Currently, surface of Ti implants designed for osseointegration are usually roughened by sandblast and/or acid etching. Submicron scaled pits generated on the Ti surface mimic the microstructure of natural bone and facilitate osteogenic differentiation of stem cells. Besides, such roughening could impose superhydrophilicity to surface of implant which greatly improves the bioactivity of Ti. For instance, the protein in the body fluid could be rapidly adsorbed to the implant surface at the implantation moment and show conformation favorable for cell attachment, proliferation, and osteogenic differentiation [20]. However, a fresh acid etched surface also possesses high surface energy, and therefore carbon containing molecules in the ambient air or packages will easily be adsorbed onto its surface and keep accumulating as storage time increases. Such contamination impairs the excellent wettability and degrades osteoconductivity of rough implants and has become a universal problem that challenges both the producer and surgeons [2124]. This study demonstrated that hydrophilicity of the bone implants with rough surface could be preserved by slightly soluble bioactive coatings and hence the bioactivity degradation will be overcome.

3.2.4. In Vivo Apatite Induction

The surface morphology observation and XRD results of DCPA coated specimens (spray-drying 100 times) after immersion in SBF for 2 weeks were shown in Figures 8 and 9. As could be seen from the SEM image, the whole surface of specimens was covered by spherical crystal clusters after immersion. It was the typical surface morphology of bioactive materials after SBF immersion test [25, 26]. In the XRD pattern peaks ascribed to apatite could be observed. Meanwhile, it should be noticed that apatite was of low crystallinity and signals of amorphous phase were found at the diffraction angles from 20° to 40°. In addition, the diffraction peaks of DCPA remained clearly and their relative intensities versus those of Ti substrate did not seem to decrease. It indicated that the DCPA coating did not undergo obvious degradation during the immersion. The SBF immersion experiment tallies with in vivo animal experiment very well and is reproducible and easy to be operated, so it is widely used to evaluate the bioactivity of materials. The spontaneous deposition of apatite from SBF within 2 weeks indicated that the DCPA coating fabricated by this method has good bioactivity and it is hopeful of inducing new bone to grow rapidly on the surface of implants and increasing the initial stability of implants.

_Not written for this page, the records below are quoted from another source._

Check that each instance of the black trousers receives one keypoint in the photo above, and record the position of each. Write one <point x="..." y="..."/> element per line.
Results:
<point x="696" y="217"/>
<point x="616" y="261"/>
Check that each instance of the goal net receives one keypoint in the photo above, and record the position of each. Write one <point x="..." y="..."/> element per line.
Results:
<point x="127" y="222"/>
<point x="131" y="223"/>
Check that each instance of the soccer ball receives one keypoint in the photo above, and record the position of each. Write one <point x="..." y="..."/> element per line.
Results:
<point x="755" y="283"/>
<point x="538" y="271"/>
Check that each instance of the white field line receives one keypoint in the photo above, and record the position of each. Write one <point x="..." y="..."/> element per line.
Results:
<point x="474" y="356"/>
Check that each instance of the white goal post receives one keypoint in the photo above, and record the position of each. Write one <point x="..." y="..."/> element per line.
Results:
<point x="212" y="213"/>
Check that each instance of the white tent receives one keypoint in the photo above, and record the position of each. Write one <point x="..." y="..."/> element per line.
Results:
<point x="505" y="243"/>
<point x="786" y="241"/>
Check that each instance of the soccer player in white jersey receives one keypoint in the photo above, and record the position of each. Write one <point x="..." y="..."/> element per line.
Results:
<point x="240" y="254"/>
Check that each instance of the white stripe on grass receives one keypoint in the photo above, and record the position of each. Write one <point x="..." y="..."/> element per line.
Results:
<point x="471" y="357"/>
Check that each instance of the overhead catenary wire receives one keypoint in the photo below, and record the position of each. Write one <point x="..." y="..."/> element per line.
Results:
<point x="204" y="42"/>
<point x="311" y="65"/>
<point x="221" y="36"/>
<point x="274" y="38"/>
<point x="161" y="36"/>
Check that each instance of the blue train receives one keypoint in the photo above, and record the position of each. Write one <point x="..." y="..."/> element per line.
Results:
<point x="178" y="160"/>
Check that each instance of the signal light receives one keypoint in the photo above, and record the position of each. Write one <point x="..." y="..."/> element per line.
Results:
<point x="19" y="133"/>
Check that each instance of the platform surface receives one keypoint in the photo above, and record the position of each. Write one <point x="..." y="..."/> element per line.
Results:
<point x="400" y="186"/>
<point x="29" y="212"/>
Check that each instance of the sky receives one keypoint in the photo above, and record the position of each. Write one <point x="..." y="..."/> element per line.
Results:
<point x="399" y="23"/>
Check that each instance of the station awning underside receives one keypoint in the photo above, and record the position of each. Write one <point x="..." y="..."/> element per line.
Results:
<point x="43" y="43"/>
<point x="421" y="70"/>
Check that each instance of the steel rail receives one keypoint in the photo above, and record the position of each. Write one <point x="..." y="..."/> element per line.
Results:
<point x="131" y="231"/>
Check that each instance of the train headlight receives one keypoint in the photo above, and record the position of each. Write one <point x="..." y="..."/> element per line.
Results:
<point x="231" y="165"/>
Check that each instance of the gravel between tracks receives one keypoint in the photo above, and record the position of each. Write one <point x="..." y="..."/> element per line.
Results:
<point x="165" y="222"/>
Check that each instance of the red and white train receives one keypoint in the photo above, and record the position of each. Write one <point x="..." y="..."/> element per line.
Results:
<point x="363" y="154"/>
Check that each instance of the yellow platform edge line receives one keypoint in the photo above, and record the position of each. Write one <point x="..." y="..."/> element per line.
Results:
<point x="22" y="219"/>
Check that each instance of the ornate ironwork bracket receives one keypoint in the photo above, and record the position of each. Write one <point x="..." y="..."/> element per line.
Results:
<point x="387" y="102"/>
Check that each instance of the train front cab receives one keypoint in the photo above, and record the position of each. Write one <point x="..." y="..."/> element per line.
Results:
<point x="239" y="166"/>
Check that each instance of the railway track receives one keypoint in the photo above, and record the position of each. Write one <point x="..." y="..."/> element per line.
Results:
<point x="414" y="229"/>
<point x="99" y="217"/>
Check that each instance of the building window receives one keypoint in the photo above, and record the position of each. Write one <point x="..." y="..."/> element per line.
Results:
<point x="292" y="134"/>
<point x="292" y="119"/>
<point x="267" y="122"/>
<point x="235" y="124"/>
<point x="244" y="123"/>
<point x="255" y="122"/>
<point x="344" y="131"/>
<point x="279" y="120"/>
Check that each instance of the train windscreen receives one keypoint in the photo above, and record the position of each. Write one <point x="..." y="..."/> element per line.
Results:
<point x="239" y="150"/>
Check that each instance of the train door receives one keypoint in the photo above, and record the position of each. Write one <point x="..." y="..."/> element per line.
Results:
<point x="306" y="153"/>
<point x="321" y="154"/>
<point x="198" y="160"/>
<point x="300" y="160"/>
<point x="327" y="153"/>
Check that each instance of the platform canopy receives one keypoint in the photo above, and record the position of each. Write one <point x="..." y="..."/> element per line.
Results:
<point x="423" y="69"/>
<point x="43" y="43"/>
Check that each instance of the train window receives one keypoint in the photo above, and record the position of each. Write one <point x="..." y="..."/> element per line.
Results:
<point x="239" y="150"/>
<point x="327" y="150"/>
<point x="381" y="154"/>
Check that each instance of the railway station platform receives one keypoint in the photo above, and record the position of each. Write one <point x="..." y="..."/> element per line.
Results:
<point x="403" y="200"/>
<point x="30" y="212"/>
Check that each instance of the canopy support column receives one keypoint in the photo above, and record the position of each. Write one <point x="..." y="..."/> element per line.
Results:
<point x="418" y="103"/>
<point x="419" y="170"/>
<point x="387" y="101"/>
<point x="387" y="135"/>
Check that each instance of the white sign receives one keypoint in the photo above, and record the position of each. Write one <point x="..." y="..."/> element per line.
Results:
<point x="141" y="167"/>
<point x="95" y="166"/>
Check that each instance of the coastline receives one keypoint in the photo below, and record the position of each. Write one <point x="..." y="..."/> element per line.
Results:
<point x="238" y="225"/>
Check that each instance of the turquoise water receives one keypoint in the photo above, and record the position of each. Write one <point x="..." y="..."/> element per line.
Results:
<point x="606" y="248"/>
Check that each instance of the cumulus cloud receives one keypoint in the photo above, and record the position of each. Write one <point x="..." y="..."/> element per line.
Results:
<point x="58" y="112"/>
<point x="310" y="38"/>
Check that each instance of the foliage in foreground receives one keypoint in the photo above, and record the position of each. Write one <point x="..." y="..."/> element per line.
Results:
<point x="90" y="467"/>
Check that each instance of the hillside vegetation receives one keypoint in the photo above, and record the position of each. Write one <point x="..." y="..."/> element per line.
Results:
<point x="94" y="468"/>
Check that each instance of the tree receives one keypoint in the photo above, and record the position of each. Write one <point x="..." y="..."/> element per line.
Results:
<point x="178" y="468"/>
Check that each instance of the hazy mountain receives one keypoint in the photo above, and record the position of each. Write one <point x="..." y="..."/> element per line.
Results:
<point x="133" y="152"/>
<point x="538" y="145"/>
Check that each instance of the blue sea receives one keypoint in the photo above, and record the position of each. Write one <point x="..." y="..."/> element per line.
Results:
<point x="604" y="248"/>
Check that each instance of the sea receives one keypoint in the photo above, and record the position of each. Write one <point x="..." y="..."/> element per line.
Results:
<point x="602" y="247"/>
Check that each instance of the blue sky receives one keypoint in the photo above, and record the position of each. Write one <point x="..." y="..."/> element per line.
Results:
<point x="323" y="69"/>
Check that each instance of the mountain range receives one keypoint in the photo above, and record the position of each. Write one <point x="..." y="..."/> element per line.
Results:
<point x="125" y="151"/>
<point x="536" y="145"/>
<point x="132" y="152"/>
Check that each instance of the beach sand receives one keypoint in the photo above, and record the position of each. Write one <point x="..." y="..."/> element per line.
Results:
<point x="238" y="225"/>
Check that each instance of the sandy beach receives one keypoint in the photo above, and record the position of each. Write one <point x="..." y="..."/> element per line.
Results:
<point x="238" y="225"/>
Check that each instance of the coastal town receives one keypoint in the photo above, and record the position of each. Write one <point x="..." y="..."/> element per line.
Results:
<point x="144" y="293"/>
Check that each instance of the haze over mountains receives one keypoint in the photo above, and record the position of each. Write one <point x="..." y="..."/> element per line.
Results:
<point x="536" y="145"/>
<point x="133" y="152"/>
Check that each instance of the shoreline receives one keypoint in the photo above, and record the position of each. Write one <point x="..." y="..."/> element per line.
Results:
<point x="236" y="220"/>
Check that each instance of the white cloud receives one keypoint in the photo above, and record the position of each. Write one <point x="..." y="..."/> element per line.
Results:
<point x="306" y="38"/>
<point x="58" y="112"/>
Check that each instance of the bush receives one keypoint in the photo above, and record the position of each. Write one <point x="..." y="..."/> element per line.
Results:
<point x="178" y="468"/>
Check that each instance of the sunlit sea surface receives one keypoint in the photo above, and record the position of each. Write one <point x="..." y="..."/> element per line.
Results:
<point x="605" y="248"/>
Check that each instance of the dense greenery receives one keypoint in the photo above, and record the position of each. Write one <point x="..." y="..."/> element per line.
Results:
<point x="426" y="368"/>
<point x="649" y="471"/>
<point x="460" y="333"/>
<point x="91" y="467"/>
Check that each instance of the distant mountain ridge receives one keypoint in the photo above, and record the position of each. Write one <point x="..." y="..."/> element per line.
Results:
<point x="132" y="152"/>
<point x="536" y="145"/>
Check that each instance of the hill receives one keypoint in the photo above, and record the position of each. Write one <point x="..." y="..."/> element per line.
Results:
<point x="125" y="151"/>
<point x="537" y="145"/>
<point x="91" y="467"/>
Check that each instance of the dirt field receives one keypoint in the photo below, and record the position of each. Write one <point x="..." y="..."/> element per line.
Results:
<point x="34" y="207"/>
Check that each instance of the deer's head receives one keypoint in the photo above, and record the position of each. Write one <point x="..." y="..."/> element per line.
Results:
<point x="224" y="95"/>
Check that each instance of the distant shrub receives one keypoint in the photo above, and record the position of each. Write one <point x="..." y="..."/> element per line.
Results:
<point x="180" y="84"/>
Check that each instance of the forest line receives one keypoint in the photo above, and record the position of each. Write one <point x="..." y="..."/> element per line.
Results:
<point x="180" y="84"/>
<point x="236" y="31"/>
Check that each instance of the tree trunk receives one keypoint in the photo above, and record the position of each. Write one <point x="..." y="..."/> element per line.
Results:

Figure 8: Surface morphology of coated specimens after being immersed in SBF for 2 weeks.
Figure 9: Phase analysis of coated specimens after being immersed in SBF for 2 weeks.

4. Conclusion

DCPA coating was fabricated on titanium substrate through a novel and simple spray-drying method. The coating was compact, fully covered substrate and was consist of uniform sized DCPA granules that packed together closely. The coating showed good wettability and could keep the property for a long time. After immersion in simulated body fluid for 2 weeks, a large amount of bone-like apatite with low crystallinity was induced on the coating surface, which implied good bioactivity. This method is feasible and efficient, and it is expected to be used for other substrates as long as the surface showed good hydrophilicity.

Conflicts of Interest

The authors declare that they have no conflicts of interest.

Acknowledgments

The authors gratefully acknowledge the financial support from National Natural Science Foundation of China (51275514), Natural Science Foundation of Jiangsu Province (BK20160566), China Postdoctoral Science Foundation (2016M601754), and Jiangsu Planned Projects for Postdoctoral Research Funds (1421601085B).